We’re seeing a growing number of clients using Cloud technologies, whether public or private, to support their delivery online. And whilst web monitoring and testing user experience is a bigger challenge on the cloud – it is also even more important to do so – due to the wider range of technical problems that can occur, and because of the greater difficulty in mapping actual user experience from data from traditional server monitoring.

Just look at the Hall of Shame of big names caught out on line with serious outages recently:

  • Inuit’s online accounting sites QuickBooks, Quicken, and TurboTax were out for hours:
  • NetSuite – leaving companies worldwide who run their business from their CRM portal offline for 30 minutes and slow for some time after that
  • Sage USA was unstable for around 24 hours at the start of June

I’m not sure the customers out there would agree with Steve Jones of Explore Consulting (a NetSuite advocate), that “occasional minor outages are just part of the reality of cloud computing today.”

Whilst there has been increased discussion of SLAs to use with Cloud suppliers, the best SLA is only paper if it is not backed up with a meaningful monitoring program.

We’re finding an increasing number of London clients and wider who are using our in-depth User Journey monitoring services, are utilising the service to firstly, ensure their money-making routes through their site are performing, and secondly to build these metrics into SLA terms.

Whilst monitoring the cloud is not trivial for a site confidence in your cloud suppliers will grow if you have hard evidence of the impact on user experience 24/7 of all your technology including public cloud monitoring or private cloud or conversely, tricky negotiations with under-performing cloud suppliers will be based on hard evidence, not just anecdotal stories of problems.  Building the right highly-dynamic Journeys for your site is therefore vital – to have that hard evidence.

Sage VP Paul Johnson wrote:

“We have been experiencing instability and outages with some of our online systems over the past week”.

Ouch. However, it’s highly likely that Sage users had experienced much shorter, sporadic stability problems in the months up to June – with better monitoring maybe the Sage cloud team would have spotted those early warning signs and been able to get remedials in place before it got out of hand.

Web monitoring is not rocket science, it’s about thinking through how your clients use your site and the multi-page User Journeys that they follow: designing in the dynamic selections, and then building a 24/7 framework that can exercise those Journeys.

There can be difficult subtleties, such as when a Journey that is intended to finish with an ‘Add to Basket’ step finds at a later page this product is out of stock and cannot be added to the basket…. What should the User Journeys script do?  Maybe start again from scratch, or maybe go back to the search page and choose a different product offered?  How many times should it try?

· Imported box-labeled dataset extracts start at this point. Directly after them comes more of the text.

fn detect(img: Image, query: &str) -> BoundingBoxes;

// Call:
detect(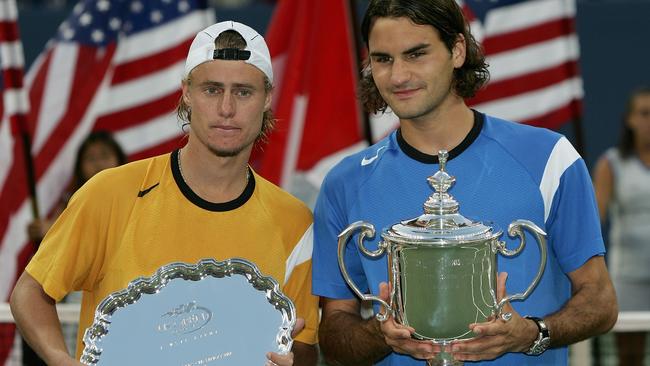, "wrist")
[524,316,551,356]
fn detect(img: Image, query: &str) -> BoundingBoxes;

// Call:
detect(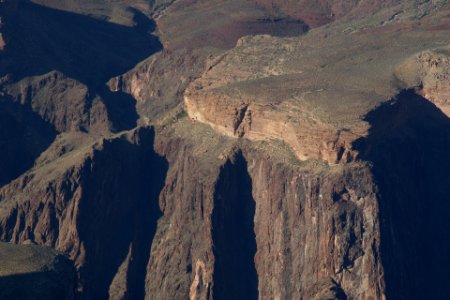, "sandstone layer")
[0,0,450,300]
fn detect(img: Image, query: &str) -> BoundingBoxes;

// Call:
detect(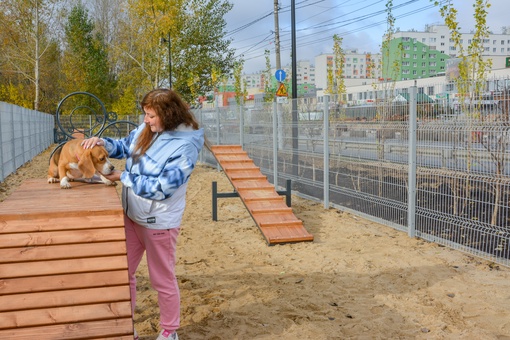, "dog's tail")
[50,145,63,165]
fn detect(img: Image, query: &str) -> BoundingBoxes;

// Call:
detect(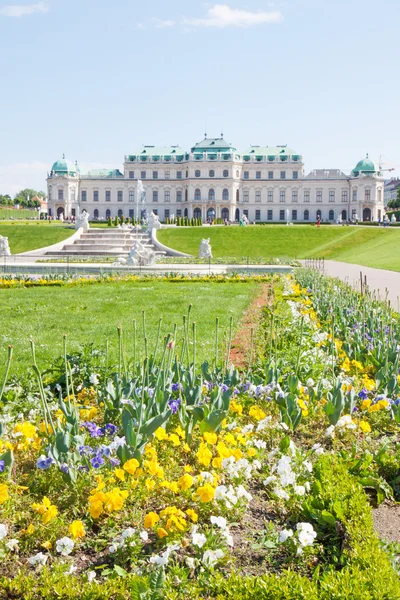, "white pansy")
[210,516,228,529]
[274,488,290,500]
[236,485,253,502]
[56,537,75,556]
[203,549,224,567]
[192,533,207,548]
[28,552,49,567]
[279,529,293,544]
[296,523,317,547]
[0,523,8,540]
[256,417,272,431]
[264,475,276,485]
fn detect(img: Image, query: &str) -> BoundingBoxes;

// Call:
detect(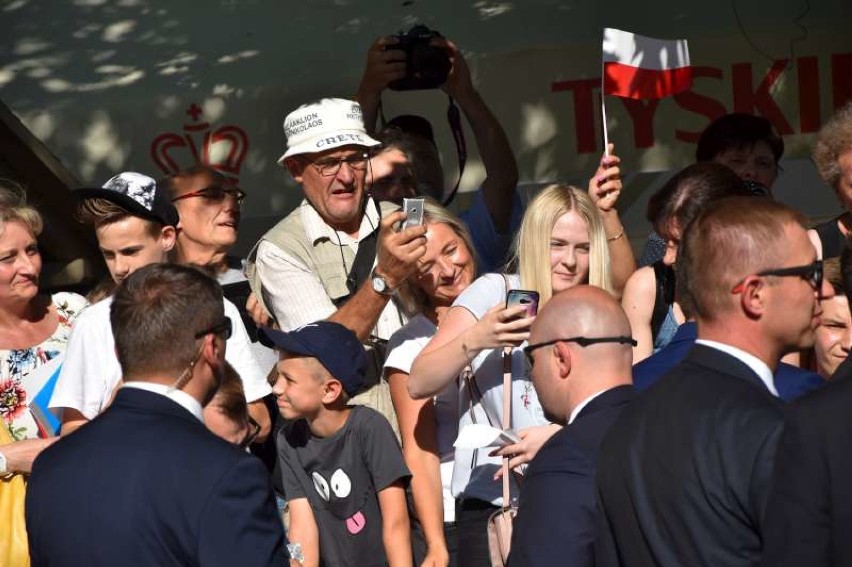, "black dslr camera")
[385,24,450,91]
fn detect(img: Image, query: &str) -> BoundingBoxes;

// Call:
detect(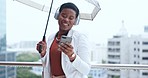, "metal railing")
[0,61,148,70]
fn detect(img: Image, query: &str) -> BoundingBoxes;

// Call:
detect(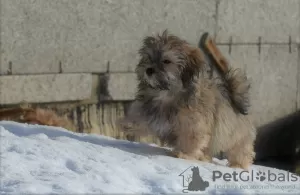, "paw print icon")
[256,171,266,181]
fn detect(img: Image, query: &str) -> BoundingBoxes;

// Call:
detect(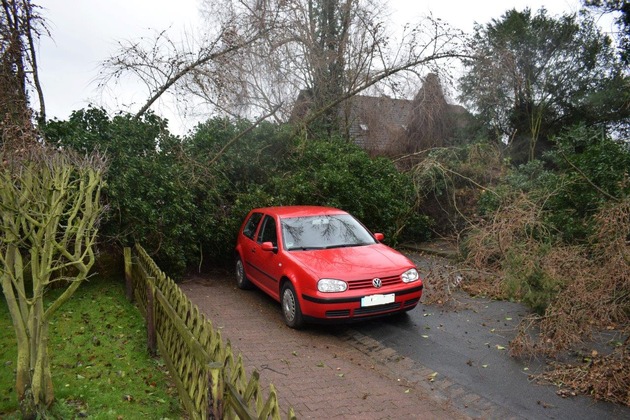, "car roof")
[252,206,347,217]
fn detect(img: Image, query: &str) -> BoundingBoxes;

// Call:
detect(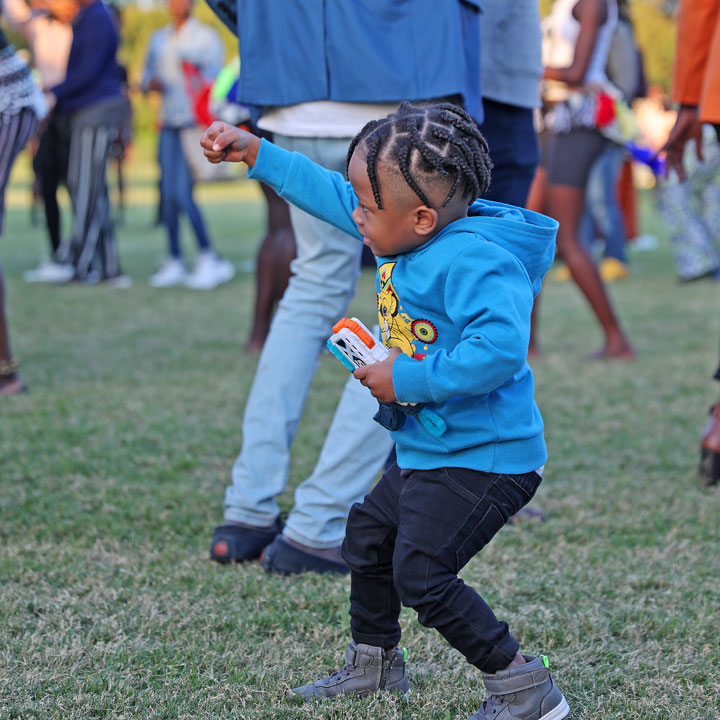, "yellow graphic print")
[377,263,416,356]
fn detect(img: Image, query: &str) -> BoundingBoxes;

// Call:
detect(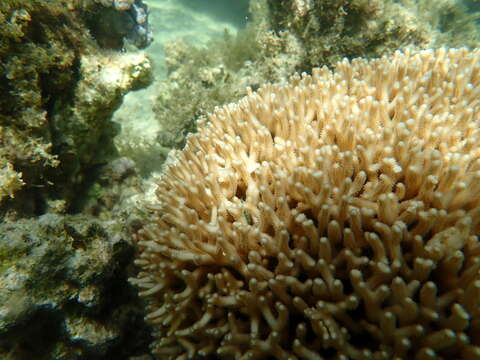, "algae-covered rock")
[0,0,152,216]
[154,0,480,160]
[0,214,149,360]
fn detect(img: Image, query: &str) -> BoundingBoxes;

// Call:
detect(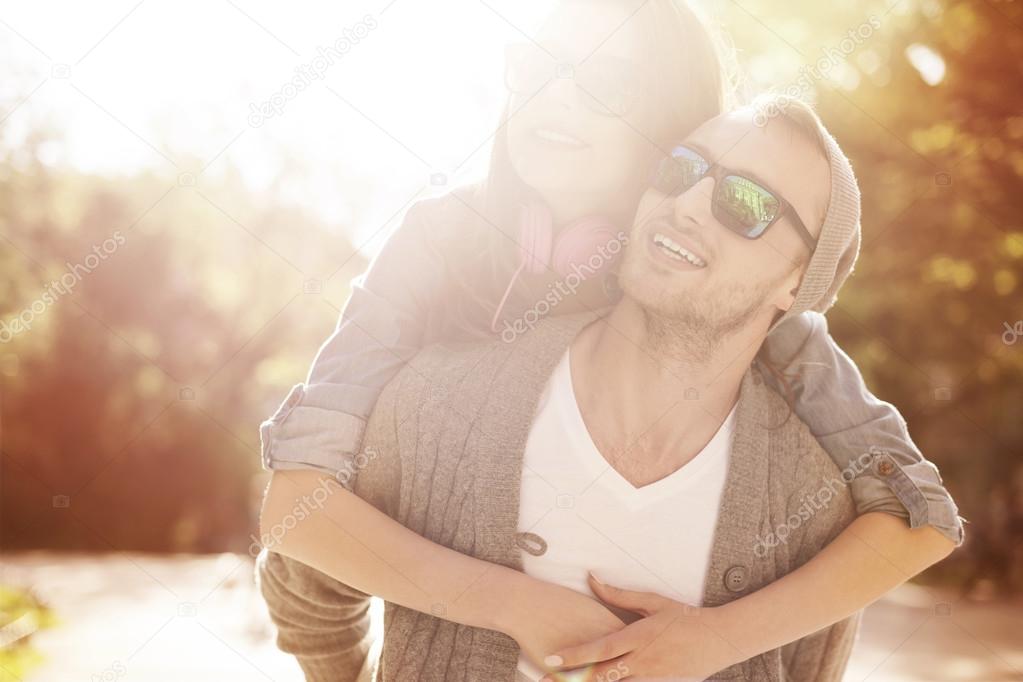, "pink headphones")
[490,201,618,332]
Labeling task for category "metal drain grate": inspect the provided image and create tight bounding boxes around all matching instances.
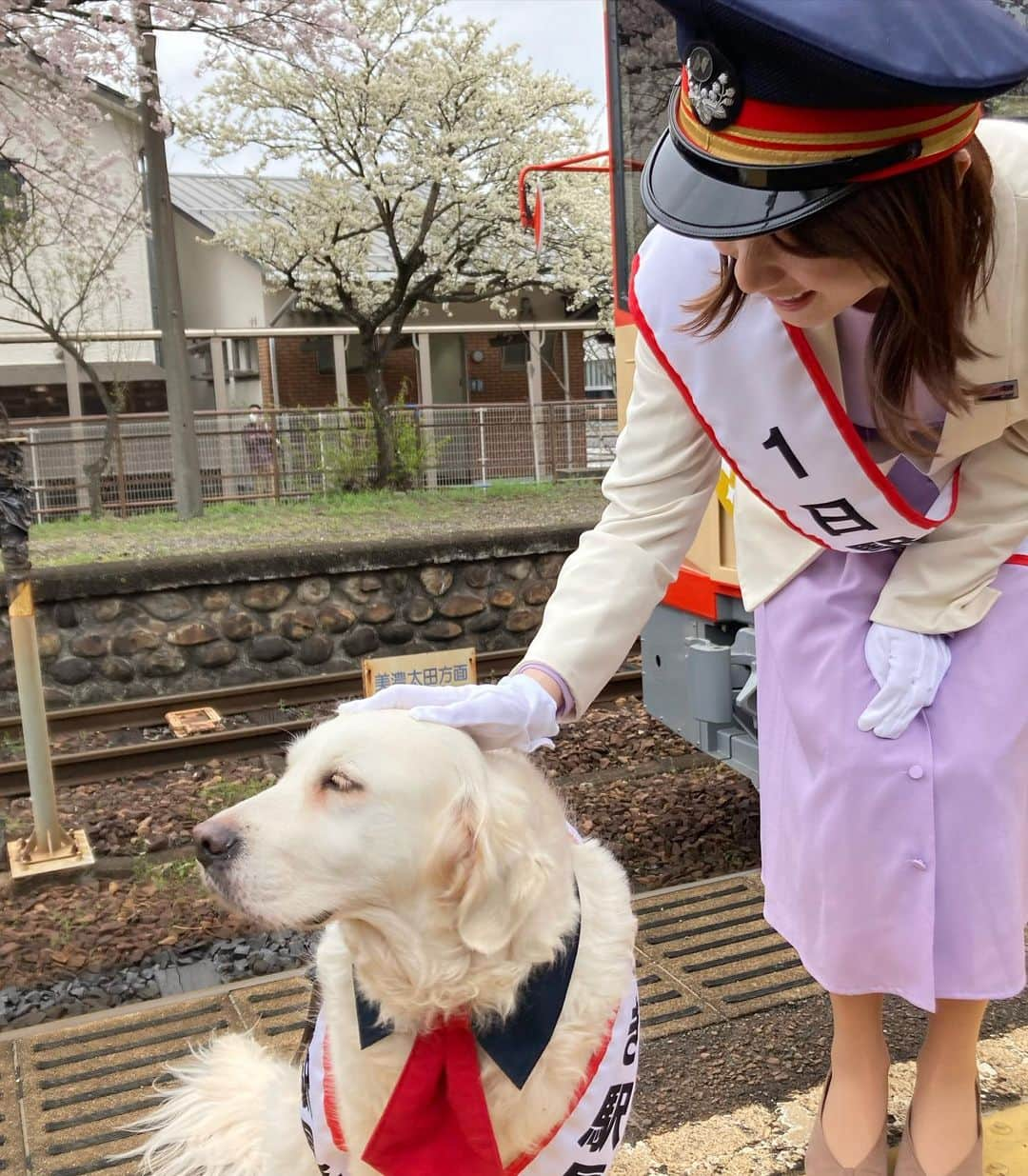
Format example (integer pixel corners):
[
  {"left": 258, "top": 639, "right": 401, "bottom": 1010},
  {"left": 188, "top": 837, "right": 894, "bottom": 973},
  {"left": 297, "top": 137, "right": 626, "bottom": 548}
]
[
  {"left": 13, "top": 994, "right": 244, "bottom": 1176},
  {"left": 0, "top": 875, "right": 819, "bottom": 1162},
  {"left": 0, "top": 1043, "right": 26, "bottom": 1176},
  {"left": 635, "top": 874, "right": 820, "bottom": 1037},
  {"left": 231, "top": 976, "right": 311, "bottom": 1057}
]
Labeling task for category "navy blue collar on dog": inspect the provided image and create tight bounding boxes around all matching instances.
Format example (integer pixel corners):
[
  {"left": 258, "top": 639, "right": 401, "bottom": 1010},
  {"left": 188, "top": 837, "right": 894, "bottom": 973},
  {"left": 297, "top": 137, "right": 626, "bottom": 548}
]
[{"left": 353, "top": 885, "right": 581, "bottom": 1090}]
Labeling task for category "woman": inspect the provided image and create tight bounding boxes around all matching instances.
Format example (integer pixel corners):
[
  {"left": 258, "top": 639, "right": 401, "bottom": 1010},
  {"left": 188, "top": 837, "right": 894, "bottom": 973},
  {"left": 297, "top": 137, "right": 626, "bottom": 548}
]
[{"left": 343, "top": 0, "right": 1028, "bottom": 1176}]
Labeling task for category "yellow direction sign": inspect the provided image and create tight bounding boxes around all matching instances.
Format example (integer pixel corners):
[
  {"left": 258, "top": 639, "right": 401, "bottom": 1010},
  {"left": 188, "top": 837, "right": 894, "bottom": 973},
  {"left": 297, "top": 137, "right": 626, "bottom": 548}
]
[{"left": 361, "top": 649, "right": 478, "bottom": 699}]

With the right web monitoring tools or supplier, all those options are available depending on the design of the company website. However, with the wrong tools, there is no way to handle such real world cases.

Thinking through such subtleties of a meaningful user journey monitoring programme may take a little time: but will pay dividends when you have the web monitoring SLA on the table to negotiate with your internal tech teams and various cloud suppliers. And an annual website load test to check capacity handling would not go amiss in the budget.